Four PCA clustering analyses (i.e., separate analyses for PCGs, lncRNAs, circRNAs, and TEs) were performed to compare the contribution of different transcript groups to the disease pathogenesis. Based on PCA, the degree of variability was evaluated in gene expression among the samples. All four PCA analyses showed that healthy controls grouped into a compact homogenous sample cluster whereas expression in patient samples was more heterogeneous and future response status cannot be predicted based on any type of genome-wide transcriptomic data. Interestingly, patients were most clearly differentiated from healthy controls based on the levels of PCGs and lncRNAs, yet information about circRNA or TE expression was not sufficient for stratification of patients and controls (Figure 1).
Principal component analysis (PCA). Clustering of samples was performed separately with four different types of RNA-seq output data. PCGs: Protein coding genes, lncRNAs: long noncoding RNAs, circRNAs: circular RNAs; TEs: transposable elements; green – healthy controls; red – responders, yellow – patients with stable disease without hematological improvement, blue – patients with progressive disease.
In the next step, DEA was performed between samples obtained from patients and those from normal individuals.
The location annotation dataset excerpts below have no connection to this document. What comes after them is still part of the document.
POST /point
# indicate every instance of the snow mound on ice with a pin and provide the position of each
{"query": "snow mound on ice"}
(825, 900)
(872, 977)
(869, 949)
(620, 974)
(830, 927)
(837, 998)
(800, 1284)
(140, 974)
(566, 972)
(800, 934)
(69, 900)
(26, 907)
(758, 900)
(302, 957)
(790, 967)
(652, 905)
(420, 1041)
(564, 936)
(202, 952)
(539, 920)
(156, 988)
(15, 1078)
All patient samples were included in these analyses, irrespective of their future AZA response status. Table II summarizes the most deregulated transcripts of each RNA category in MDS/AML-MRC patients compared to healthy controls.
The top deregulated transcripts between patients with myelodysplastic syndromes/acute myeloid leukemia with myelodysplasia-related changes and healthy controls from each RNA category defined by differential expression analysis.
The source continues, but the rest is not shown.